Date of Award

January 2017

Degree Type

Open Access Dissertation

Degree Name

Doctor of Education (EdD)

Department

Educational Leadership and Policy Studies

First Advisor

Charles S. Hausman

Second Advisor

Andrew W. Place

Third Advisor

Daniel J. Mundfrom

Abstract

The purpose of this quantitative quasi-experimental study is to determine the effectiveness of a corequisite delivery model for developmental math students at a 4-year public institution. Nationally, close to fifty percent of incoming college students are placed in non-credit bearing remedial courses (Complete College America, 2012). Students must pass the remedial course before they can take the gateway college-level course. Data show that the traditional delivery of a non-credit-bearing remedial course before taking a credit-bearing course appears to help only a small percentage of students (Complete College America, 2012). The low pass rate of remedial courses supports the current trend to redesign curriculum and delivery of these courses. One redesign model is the use of corequisite courses. Corequisite courses place students into credit-bearing courses with integrated remedial content and support. The corequisite courses have mixed results (Goudas, 2015).
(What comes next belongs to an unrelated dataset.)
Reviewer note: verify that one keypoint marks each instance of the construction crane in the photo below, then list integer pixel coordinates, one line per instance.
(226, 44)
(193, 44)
In this study, four classes of developmental students were each randomly assigned to the pilot corequisite liberal arts math class which included embedded Algebraic content, three extra teacher-student contact hours per week, and earned students college credit. The study also included four control liberal arts math classes composed of students who met the prerequisite requirements to take the college-level course. The sample included N = 89 students in the standard mathematics courses and N = 68 students in the corequisite courses. This study assesses the effectiveness of the corequisite delivery model for a liberal arts mathematics course.

When final group course scores were compared there was no significant difference. The adjusted mean overall course grade for the corequisite developmental students was similar to the course grade for the students in the standard course. Students in the pilot course passed at the same rate as students in the standard course demonstrating the effectiveness of the corequisite model. Six covariates were examined including gender, race, income, first-generation in college, high school grade point average (GPA), and math ACT score. Only the covariates of high school GPA and math ACT scores were significantly correlated with the overall mathematics course scores. As there is a present movement to use corequisite mathematics courses with embedded algebraic content to save students time and money, it is important to explore what kinds of students are likely to succeed and what kinds of educational supports are effective.